Telomeres are caps at the ends of chromosomes, and their average length, while dynamic, tends to become shorter with advancing age or illness. To my eyes this looks like a secondary effect of the damage of aging, but there are researchers who think that it might be a primary cause of degenerative aging and are working on ways to lengthen telomeres, such as through the use of the enzyme telomerase.
Natural variations in life span in humans are to some degree inherited, depending upon both genes and lifestyle choices. Here is a study that puts some numbers to telomere length inheritance:
Telomeres play a central role in cellular senescence and are associated with a variety of age-related disorders such as dementia, Alzheimer's disease and atherosclerosis. Telomere length varies greatly among individuals of the same age, and is heritable. Here we performed a genome-wide linkage scan to identify quantitative trait loci (QTL) influencing leukocyte telomere length (LTL) measured by quantitative PCR in 3,665 American Indians (aged 14 - 93 years) from 94 large, multi-generational families. All participants were recruited by the Strong Heart Family Study (SHFS), a prospective study to identify genetic factors for cardiovascular disease and its risk factors in American Indians residing in Oklahoma, Arizona and Dakota.

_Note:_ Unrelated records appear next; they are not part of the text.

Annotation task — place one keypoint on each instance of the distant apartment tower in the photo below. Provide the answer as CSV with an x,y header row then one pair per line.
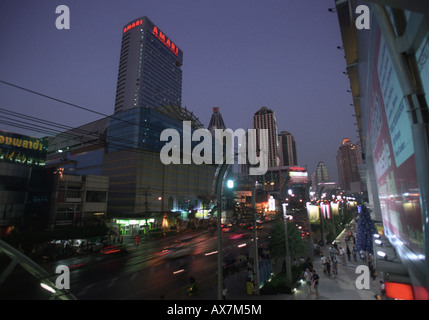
x,y
266,119
322,174
216,121
150,73
348,158
287,149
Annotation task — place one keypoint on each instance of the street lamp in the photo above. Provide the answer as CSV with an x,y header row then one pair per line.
x,y
288,264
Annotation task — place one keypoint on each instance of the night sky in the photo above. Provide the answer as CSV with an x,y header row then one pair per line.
x,y
239,55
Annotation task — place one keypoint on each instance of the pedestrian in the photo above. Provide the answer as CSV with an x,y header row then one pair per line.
x,y
332,252
328,266
343,256
308,264
354,253
316,283
335,266
308,279
323,260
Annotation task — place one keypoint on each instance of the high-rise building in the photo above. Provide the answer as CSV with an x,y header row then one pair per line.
x,y
216,121
266,119
287,149
150,73
322,174
348,158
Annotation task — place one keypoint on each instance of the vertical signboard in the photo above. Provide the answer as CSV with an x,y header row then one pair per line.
x,y
391,142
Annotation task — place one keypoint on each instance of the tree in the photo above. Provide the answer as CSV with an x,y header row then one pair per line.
x,y
365,231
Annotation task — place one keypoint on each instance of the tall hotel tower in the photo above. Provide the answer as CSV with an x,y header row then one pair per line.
x,y
150,73
287,149
266,119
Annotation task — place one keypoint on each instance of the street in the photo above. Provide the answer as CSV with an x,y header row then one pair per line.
x,y
147,272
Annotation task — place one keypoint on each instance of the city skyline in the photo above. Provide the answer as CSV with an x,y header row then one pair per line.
x,y
280,55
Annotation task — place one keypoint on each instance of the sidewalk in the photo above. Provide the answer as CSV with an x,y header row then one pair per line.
x,y
340,287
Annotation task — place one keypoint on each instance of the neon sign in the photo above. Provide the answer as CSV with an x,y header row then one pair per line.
x,y
161,37
132,25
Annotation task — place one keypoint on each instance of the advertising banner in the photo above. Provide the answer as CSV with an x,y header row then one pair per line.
x,y
391,142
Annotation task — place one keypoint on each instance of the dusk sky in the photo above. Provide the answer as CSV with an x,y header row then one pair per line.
x,y
239,55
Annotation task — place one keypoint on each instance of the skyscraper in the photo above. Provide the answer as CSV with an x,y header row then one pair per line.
x,y
322,174
266,119
150,73
287,149
348,158
216,121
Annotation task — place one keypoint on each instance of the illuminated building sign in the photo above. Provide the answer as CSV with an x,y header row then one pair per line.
x,y
156,32
132,25
161,37
22,149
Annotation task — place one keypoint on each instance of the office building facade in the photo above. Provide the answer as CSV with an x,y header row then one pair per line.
x,y
348,159
150,73
266,119
287,149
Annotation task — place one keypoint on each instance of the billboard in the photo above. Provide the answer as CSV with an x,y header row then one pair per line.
x,y
22,149
390,139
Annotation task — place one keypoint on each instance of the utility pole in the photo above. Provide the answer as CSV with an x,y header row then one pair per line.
x,y
255,239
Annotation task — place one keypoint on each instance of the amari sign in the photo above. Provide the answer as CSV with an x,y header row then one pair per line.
x,y
22,149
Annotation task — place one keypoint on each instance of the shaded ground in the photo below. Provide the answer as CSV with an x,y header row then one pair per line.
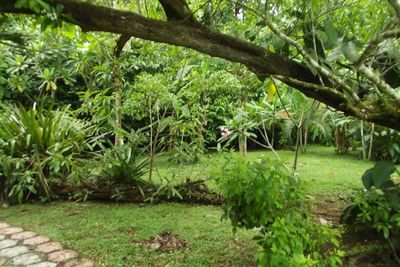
x,y
362,248
127,234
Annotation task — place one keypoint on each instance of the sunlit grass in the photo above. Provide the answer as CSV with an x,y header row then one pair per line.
x,y
111,234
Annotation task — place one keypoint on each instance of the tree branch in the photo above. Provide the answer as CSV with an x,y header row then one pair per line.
x,y
178,31
374,44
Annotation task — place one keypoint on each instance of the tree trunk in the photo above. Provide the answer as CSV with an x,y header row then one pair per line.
x,y
118,103
371,141
182,29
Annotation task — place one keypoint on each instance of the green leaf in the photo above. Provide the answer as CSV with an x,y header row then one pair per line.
x,y
331,33
381,172
349,50
367,179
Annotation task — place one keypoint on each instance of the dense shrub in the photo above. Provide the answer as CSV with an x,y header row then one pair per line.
x,y
263,194
36,144
378,206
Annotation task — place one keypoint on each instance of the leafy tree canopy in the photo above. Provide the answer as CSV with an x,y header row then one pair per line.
x,y
343,53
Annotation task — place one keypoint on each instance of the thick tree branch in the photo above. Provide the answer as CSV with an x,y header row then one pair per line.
x,y
177,10
373,45
178,31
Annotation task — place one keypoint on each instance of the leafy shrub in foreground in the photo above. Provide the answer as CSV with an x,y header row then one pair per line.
x,y
263,194
378,206
125,164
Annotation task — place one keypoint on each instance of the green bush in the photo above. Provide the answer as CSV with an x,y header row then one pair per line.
x,y
126,165
36,144
264,195
378,206
257,192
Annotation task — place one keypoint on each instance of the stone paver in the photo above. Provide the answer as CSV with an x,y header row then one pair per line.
x,y
25,248
26,259
13,251
35,241
81,263
23,235
10,230
49,247
44,264
2,262
6,243
4,225
62,256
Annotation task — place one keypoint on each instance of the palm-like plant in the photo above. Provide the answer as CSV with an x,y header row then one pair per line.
x,y
36,144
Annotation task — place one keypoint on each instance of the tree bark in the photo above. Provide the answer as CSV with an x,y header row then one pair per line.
x,y
182,29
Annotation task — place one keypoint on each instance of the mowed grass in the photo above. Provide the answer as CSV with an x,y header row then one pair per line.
x,y
113,234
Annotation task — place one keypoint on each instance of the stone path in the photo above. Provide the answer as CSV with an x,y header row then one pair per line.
x,y
25,248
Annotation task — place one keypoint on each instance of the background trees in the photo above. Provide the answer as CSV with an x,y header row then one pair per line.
x,y
339,66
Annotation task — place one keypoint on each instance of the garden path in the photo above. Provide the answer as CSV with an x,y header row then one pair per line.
x,y
24,248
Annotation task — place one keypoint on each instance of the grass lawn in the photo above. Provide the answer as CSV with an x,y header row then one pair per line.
x,y
113,234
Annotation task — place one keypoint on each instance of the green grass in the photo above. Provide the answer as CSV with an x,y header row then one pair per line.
x,y
111,234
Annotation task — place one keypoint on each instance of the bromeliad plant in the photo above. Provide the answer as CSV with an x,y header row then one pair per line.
x,y
263,195
36,144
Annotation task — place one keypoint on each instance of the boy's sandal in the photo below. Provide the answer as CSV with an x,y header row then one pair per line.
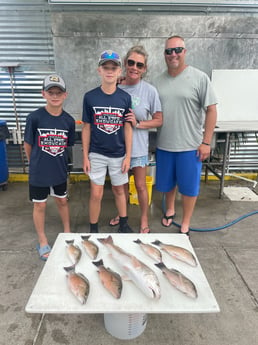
x,y
145,230
114,221
44,251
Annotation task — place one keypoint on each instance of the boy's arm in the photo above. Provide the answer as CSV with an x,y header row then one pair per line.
x,y
27,149
128,146
86,146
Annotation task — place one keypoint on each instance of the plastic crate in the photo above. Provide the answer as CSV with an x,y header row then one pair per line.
x,y
133,197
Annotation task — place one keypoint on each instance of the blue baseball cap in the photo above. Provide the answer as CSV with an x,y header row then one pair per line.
x,y
109,55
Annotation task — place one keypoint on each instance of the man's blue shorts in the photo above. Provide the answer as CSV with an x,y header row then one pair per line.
x,y
182,169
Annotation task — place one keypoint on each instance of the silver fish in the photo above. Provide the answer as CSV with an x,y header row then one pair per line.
x,y
179,281
150,250
178,253
73,251
78,284
90,247
111,280
142,276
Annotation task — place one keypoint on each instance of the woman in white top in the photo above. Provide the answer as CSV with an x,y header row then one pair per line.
x,y
146,114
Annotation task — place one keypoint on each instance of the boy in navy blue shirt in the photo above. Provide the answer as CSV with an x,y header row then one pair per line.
x,y
107,139
49,131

LTL heritability was estimated to be between 51% and 62%, suggesting a strong genetic predisposition to interindividual variation of LTL in this population. The strongest evidence of linkage for LTL in our genome-wide scan was localized to chromosome 13q12 in the Oklahoma population. [Among nearby genes, two] could represent promising candidate genes for LTL in American Indians. One is the well-known aging gene Klotho (KL) and [another] is poly (ADP-ribose) polymerase family, member 4 (PARP4). The PARP enzymes recognize DNA strand damages, and DNA binding by PARP controls telomere length and chromosomal stability by triggering its own release from DNA ends. Apart from KL and PARP4, the 13q linkage peak also includes known candidate genes for inflammation, e.g., arachidonate 5-lipoxygenase-activating protein (ALOX5AP), and cancer, e.g., breast cancer 2 early onset (BRCA2), all of which may be involved in the aging process.